8 Unexpected Tips For Your Next Coherent, Captivating, & Professional Presentation

  • Practice positivity. Prior to giving a presentation, think positively. Sometimes speakers question if they are adequately prepared for a presentation; they might worry about making mistakes in front of an audience. Instead, consistently think, “I can do this!” or “This presentation will be great!” Positivity goes a long way in subconsciously facilitating greater self-confidence and calming the nerves.

  • Be a storyteller, and create a scene. Stories are compelling and entertaining. Instead of using straightforward statements, tell stories, experiences, and examples to convey a specific point. To further immerse your audience in your stories, reveal your emotions and appeal to the five senses. Discuss your thoughts, feelings, sights, sounds, tastes, and more. Transport audience members to the setting of the story so that they can better relate to you.

  • Communicate compassionately. In other words, be a genuine human. People often create characters when they speak, but spectators will be more attracted to an individual they can empathize with. Tell an emotional story; reveal flaws and vulnerabilities. Emotions catalyze connections with listeners and often speak louder than words.

  • Three is the magic number. Adhere to the rule of three. To build an argument, give three reasons, or even break a presentation into three parts: before, during, and after. Threes are short, sweet, and satisfying; they effectively and memorably convey points to the audience.

  • Experiment with variety. Don’t be afraid to try something different and switch things up during a presentation. Different methods can ensure that the audience stays intrigued. While PowerPoint is a useful presentation medium, there are some alternative methods. For instance, interactive activities—questions, polls (try www.pollev.com), games, humor—and media such as videos, images, and audio can snag the audience’s attention.

  • Startle the audience with an unexpected fact. Insert an unexpected and interesting fact or story into your presentation that relates to the topic—something that no one has heard before. Surprising yet engrossing pieces of information will immediately pique the viewers’ attention and stick in their minds.

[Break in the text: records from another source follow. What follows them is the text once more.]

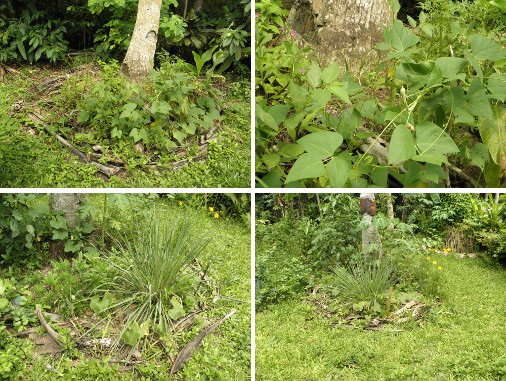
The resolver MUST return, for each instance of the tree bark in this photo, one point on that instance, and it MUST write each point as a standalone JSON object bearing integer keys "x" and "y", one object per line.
{"x": 141, "y": 51}
{"x": 390, "y": 210}
{"x": 68, "y": 203}
{"x": 370, "y": 235}
{"x": 339, "y": 29}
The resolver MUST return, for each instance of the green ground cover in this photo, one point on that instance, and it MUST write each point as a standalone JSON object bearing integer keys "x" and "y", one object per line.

  • Channel your energy productively. Sometimes speakers channel their nervous energy into distractive motions such as swaying, rocking, and fidgeting. Find a way to use this energy effectively. For instance, if you fidget while you talk, channel this energy into walking and interacting with the audience during your presentation. Movement, including hand gestures, can be used purposefully to make a point.

  • Plan for imperfection. It’s natural to make mistakes. Your presentation will, in all likelihood, have some flaws. Maybe you stumble over a section of your presentation, or someone’s cellphone rings. Maybe your slides don’t work. Plan for that possibility; practice what you would do in the event of error so that you don’t have to improvise on the spot. What matters is that you don’t let any mistakes or disruptions deter you. But remember: mistakes simply show the audience that you are human too.